The standard mirrors IEC 62304's lifecycle structure but adds security-specific activities at every phase — planning, development, testing, release, and maintenance. It requires security risk management to be integrated with ISO 14971 safety risk management, not treated as a separate IT concern. FDA formally recognized it as Consensus Standard 13-122 on December 19, 2022 and references it as providing one acceptable framework for satisfying the cybersecurity requirements of Section 524B(b)(2), which requires manufacturers to design, develop, and maintain processes and procedures to provide a reasonable assurance that cyber devices and related systems are cybersecure.
EU MDR harmonization was originally targeted for May 2024 but postponed to May 2028. Despite this delay, Notified Bodies and Competent Authorities universally recognize it as "state of the art" for health software cybersecurity under MDR GSPR Annex I, Section 17.2. Missing or inadequate cybersecurity documentation is already a top cause of Notified Body major non-conformities for SaMD. A December 2025 Interpretation Sheet (ISH1:2025) clarified software item classification into maintained, supported, and required software categories, affecting risk transfer and post-market obligations.

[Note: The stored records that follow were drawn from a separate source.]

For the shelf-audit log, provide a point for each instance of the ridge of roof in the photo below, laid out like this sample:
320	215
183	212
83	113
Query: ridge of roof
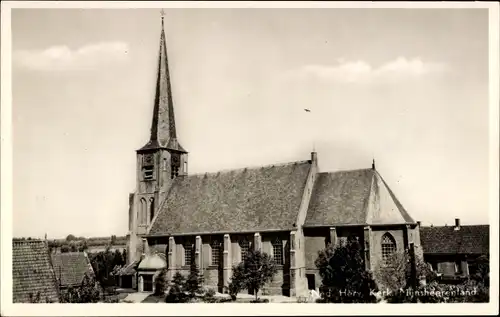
451	226
347	171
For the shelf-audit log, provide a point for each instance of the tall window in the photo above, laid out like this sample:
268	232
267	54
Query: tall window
216	248
151	208
388	246
244	247
188	253
278	251
142	211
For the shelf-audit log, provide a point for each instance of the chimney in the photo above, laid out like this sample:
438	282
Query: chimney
314	157
145	247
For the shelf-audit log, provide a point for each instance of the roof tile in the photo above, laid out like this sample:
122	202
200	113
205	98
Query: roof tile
32	272
250	199
447	240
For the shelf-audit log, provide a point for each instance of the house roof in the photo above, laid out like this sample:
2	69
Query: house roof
447	240
354	197
250	199
71	267
32	272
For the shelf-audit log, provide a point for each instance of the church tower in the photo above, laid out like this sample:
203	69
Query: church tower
160	161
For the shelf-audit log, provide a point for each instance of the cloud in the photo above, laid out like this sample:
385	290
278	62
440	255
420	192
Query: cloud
62	58
362	72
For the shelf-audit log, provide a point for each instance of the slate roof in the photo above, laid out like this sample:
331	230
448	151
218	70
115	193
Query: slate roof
129	269
447	240
251	199
32	272
155	261
71	267
354	197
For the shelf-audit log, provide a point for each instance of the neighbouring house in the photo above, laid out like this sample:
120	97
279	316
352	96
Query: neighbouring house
127	276
33	276
288	210
452	251
71	268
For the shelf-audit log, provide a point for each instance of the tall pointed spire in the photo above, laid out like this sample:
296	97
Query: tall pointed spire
163	132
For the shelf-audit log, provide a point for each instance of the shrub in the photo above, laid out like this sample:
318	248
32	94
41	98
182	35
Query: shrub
343	274
177	292
194	281
253	273
394	274
88	292
161	283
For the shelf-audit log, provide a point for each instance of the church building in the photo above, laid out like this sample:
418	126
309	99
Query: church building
290	211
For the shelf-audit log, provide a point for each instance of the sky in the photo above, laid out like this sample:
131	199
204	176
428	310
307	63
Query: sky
408	88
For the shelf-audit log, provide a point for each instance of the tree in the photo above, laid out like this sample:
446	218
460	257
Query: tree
343	274
253	273
65	248
482	274
88	292
177	292
161	283
83	247
194	281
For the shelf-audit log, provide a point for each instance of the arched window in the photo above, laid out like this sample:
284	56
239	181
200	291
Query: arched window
216	248
151	208
142	211
278	251
244	247
388	246
188	252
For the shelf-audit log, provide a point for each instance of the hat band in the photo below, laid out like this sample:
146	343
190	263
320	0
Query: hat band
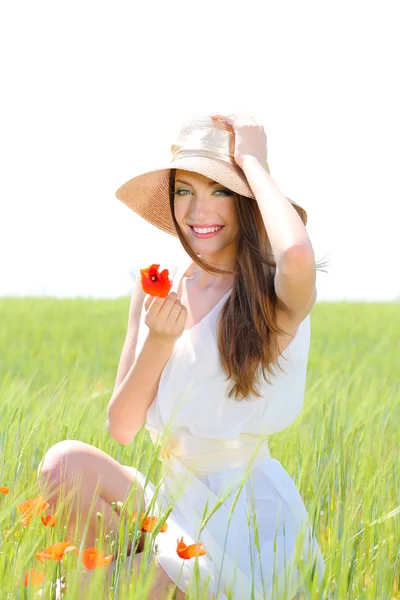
205	152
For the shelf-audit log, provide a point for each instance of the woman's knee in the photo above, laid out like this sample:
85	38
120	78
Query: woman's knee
63	459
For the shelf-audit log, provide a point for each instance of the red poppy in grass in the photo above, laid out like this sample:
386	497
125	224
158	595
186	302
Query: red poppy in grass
190	551
93	558
49	520
33	506
33	577
149	523
26	520
155	283
56	551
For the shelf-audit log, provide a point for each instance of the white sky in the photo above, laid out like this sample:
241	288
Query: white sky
94	93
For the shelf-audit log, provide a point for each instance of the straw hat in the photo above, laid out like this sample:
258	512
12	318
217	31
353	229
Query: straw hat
205	146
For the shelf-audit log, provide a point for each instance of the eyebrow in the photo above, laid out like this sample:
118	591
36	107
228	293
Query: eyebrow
187	183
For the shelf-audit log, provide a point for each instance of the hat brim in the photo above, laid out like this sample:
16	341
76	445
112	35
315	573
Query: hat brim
147	194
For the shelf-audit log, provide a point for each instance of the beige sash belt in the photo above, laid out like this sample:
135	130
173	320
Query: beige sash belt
208	455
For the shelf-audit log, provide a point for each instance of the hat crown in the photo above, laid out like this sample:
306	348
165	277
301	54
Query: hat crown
204	135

Common gaps (what we see in audits)
- Single-layer security controls without defense-in-depth — Manufacturers implement a single security boundary (e.g., authentication at the API gateway) without layered controls at multiple architectural levels. Notified Bodies reject designs that rely solely on a single perimeter defense without internal software item segregation. Defense-in-depth requires controls at network, application, data, and component levels.